← Tin's Posts · April 24, 2026 · 2 min read
Valerie
I gave my assistant a name: Valerie.
The "humanizing the prompt" approach still doesn't sit entirely well with me, but it solved a few things I couldn't leave on the table. It comes back to principles: I don't let LLMs write for me. I'll never give you LLM output as a post or an email, not if it's meant to be read by a person. My stuff is uniquely... mine.
That creates an awkward spot with disclaimers, though, for when content is entirely LLM-generated. I don't want to write "email from Tin using Claude Opus to parse his notes" on every outbound message - it's mental overhead that gets in the way of actually getting stuff done.
So: Valerie. A few paragraphs of text, a couple of example files, and I've got a robot that can operate as a "separate person" communicating on my behalf. The personality stays dormant when I don't need it; the model only pulls it in when it needs to present a character in an external setting.
I've had Valerie the Translator, Valerie the Recruitment Agent, Valerie the Web Designer, Valerie the Devops, and Valerie the Project Manager handle different processes — transparently, as a digital "person," but not making every conversation lead with an AI disclaimer.
Why a person, even a virtual one
This is where it gets interesting. Two use cases made it obvious.
Translation. I work across languages. Having Valerie handle translation correspondence — with full context of the situation, the relationship, the tone — works in a way that "please translate this" doesn't. The recipient gets a message from a person who speaks their language fluently and knows the context. They reply as they would to a person. The conversation stays human on both ends, even if one end isn't.
Email outreach. A cold email from "Tin's AI assistant" gets archived. A warm introduction from Valerie, who follows up, remembers context, and maintains a thread — that gets a reply. People are wired to engage with people. A named persona carries that across the interaction in a way a tool label never will.

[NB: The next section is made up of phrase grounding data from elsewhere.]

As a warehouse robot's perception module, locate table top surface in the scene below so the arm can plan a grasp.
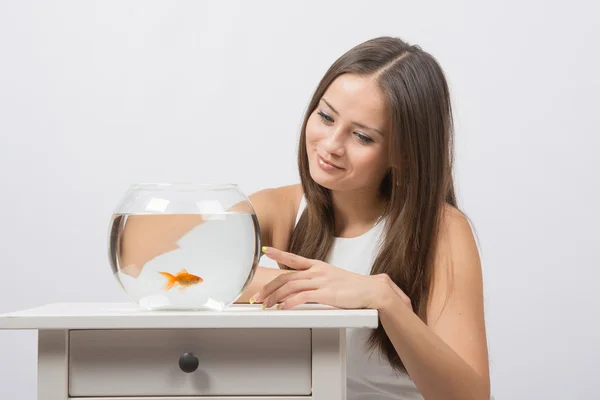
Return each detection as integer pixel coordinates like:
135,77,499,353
0,303,378,329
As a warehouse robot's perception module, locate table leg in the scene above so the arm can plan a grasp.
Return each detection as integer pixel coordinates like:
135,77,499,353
312,328,346,400
38,329,69,400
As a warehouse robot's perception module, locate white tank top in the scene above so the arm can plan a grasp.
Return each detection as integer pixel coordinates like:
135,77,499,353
296,196,423,400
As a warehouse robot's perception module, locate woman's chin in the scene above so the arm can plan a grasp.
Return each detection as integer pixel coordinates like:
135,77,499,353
310,168,339,190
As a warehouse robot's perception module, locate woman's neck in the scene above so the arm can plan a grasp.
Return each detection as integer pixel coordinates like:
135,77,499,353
331,190,384,237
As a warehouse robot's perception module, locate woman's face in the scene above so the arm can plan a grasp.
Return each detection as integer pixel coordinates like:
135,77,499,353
306,74,391,195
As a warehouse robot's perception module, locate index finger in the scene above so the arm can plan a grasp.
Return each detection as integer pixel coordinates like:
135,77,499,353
262,246,315,269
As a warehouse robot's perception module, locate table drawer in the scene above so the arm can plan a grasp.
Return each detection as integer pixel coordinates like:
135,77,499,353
69,328,311,397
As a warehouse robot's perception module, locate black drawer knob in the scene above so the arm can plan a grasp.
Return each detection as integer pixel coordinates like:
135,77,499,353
179,353,199,374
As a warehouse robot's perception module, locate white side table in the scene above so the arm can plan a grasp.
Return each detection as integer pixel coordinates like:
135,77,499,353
0,303,378,400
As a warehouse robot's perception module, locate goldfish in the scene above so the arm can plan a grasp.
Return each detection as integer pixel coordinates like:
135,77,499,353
159,268,204,292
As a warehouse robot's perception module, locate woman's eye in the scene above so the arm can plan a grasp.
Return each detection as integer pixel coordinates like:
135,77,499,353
354,132,373,144
317,111,333,123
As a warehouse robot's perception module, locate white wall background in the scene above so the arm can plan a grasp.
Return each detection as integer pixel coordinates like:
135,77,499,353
0,0,600,400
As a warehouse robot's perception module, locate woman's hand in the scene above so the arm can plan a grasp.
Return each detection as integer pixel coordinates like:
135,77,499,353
250,247,410,309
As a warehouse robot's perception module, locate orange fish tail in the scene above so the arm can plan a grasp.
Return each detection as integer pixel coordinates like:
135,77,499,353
159,272,176,290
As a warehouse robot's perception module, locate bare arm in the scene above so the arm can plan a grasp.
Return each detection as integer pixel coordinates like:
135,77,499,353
377,211,490,400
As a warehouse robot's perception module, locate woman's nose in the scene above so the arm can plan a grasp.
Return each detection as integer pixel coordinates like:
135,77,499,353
324,127,345,156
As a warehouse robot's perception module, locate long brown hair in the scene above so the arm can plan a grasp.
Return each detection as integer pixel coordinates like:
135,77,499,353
289,37,457,372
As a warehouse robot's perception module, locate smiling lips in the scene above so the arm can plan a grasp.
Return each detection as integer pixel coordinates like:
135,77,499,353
317,154,343,171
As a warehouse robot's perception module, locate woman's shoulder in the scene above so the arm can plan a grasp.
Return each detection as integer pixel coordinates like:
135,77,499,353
249,184,304,213
249,184,304,249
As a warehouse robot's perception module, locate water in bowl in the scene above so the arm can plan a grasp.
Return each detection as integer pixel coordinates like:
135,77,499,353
109,212,260,310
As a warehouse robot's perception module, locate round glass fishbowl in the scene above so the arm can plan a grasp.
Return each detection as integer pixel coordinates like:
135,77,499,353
108,184,262,311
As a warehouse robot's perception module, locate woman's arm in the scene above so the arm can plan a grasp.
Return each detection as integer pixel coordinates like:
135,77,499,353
375,210,490,400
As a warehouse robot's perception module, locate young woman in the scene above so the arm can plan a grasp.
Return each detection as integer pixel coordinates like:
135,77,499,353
121,37,490,400
239,37,490,400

There's a kink of human psychology at work here, and it's the mirror image of the draft insight from last post. Last time it was about doing — easier to fix a draft than start cold. This time it's about receiving — easier to engage with a person than a process. The name makes the LLM more palatable.
The other edge of that
It keeps things smooth. It's also easy to abuse. We'll need, as a society, to be far more vigilant. There's no technical barrier stopping me from having Valerie go incognito and act maliciously. If not malice, then deceit. As a matter of fact, it seems like Anthropic is already doing something like that... read more.
Worth building. The trust model is still being written — by us, or for us.